An emergency meeting of Peterborough City Council has been called for August 31 to decide what should be done about its £110,000 a year director of legal and governance and monitoring officer Rochelle Tapping.
Ms Tapping has neither been suspended nor placed on gardening leave but councillors are being asked to convene a ‘politically balanced’ investigation and disciplinary committee of at least five members.
They are likely then to meet and appoint an independent investigator to examine the details of the concerns about Ms Tapping; these have not been made public.
Terms of reference of an investigation and disciplinary committee are set out in a paper to be put before councillors on August 31.
Its brief is to “consider allegations made against the statutory post holders referred to” and to decide what happens next.
The committee could decide on further action or “that there is some minor fault or error on behalf of the officer, but the matter can be resolved with an informal un-recorded warning”.
The committee also can decide that there are grounds for an independent disciplinary investigation – it is then an independent investigator will be appointed.
Councillors will hear an outline of the path an independent investigator might take, and this includes determining “if the officer should be suspended”.
That will need the most senior level of authority at the council to put into practice and then reviewed regularly about the “the continuance of the suspension of the officer should it exceed two months and conduct further reviews of the suspension at least every two months from the date of the previous review.
“It is the responsibility of the independent investigator to determine the approach to the investigation”.
Once a report is ready, the investigator will present his or her report to the committee where witnesses will be called.
As monitoring officer Ms Tapping is one of the five principal officers of the city council and is described as the “guardian of the council’s constitution and the decision-making process.
“She is responsible for advising the council on the legality of its decisions and providing guidance to councillors and officers on the council’s constitutions and its powers”.
In a four-page report to the extraordinary council meeting, Ms Tapping describes in one part – under the heading ‘unlawful decision’ – a minutiae of detail but says it is her duty, to report any contravention of the law.
“Although this matter indirectly relates to the current monitoring officer, a position that the report author occupies, the s5 duty (section 5 of the local government act of 1989) may only be delegated to a deputy where the monitoring officer is unable to, owing to absence or illness.

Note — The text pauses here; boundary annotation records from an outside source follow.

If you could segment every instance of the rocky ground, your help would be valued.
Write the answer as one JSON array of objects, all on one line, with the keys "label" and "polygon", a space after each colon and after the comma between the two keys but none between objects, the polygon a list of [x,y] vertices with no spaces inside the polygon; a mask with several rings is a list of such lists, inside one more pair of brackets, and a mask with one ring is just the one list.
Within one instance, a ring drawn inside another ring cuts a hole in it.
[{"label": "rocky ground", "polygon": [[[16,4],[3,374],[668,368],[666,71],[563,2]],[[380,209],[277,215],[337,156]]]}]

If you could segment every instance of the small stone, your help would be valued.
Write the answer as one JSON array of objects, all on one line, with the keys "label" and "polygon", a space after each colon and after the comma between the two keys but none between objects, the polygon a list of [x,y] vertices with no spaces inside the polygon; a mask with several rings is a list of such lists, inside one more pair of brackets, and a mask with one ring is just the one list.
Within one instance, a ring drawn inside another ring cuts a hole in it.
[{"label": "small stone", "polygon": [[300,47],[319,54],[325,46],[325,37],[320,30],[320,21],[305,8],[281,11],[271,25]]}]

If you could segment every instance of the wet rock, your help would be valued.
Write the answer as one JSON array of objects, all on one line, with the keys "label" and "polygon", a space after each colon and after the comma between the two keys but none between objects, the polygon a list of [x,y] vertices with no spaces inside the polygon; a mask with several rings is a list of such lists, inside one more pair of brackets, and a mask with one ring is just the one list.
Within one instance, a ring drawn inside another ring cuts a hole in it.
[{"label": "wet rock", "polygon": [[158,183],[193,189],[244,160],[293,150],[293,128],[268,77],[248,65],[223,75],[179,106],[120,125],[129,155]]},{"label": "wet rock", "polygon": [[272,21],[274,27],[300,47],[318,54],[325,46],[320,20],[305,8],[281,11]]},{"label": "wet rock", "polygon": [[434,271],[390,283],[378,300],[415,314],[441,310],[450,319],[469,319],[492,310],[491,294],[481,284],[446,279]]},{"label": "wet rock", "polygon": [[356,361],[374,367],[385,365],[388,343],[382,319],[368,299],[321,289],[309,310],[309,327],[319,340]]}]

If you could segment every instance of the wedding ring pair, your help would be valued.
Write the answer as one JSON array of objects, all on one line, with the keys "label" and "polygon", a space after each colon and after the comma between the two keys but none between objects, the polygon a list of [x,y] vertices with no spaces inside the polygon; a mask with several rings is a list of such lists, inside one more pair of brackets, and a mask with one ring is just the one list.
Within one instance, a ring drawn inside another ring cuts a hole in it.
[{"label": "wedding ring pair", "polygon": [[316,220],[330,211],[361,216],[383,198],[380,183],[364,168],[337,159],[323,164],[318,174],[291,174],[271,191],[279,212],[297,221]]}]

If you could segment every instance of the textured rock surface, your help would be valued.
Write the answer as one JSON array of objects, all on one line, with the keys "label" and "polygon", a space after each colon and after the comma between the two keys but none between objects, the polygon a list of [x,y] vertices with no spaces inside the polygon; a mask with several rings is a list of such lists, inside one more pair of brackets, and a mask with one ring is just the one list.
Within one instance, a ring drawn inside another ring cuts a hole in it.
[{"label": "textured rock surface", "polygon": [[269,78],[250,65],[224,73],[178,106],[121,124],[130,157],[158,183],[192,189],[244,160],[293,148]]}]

“Further the duty requires the monitoring officer to report to full council personally (s5-7) of the Act.
“The current monitoring officer is neither absent or ill and therefore has produced this report.”
It is a far cry from last October when the city council announced her appointment following “a nationwide search and extensive recruitment process, with the council’s employment committee interviewing shortlisted candidates”.
Ms Tapping joined the council on November 14 after a five-month stint as assistant director legal services and deputy monitoring officer at Birmingham City Council.
Prior to that she had been at the Cambridgeshire and Peterborough Combined Authority for two and a half years, the last year as head of legal, deputy monitoring officer and data protection officer.
On her appointment to Peterborough City Council, she said that “financial sustainability and good governance go hand in hand and are paramount to the council.
“Peterborough is rising to its challenges and championing change, with an improvement journey that will positively benefit residents.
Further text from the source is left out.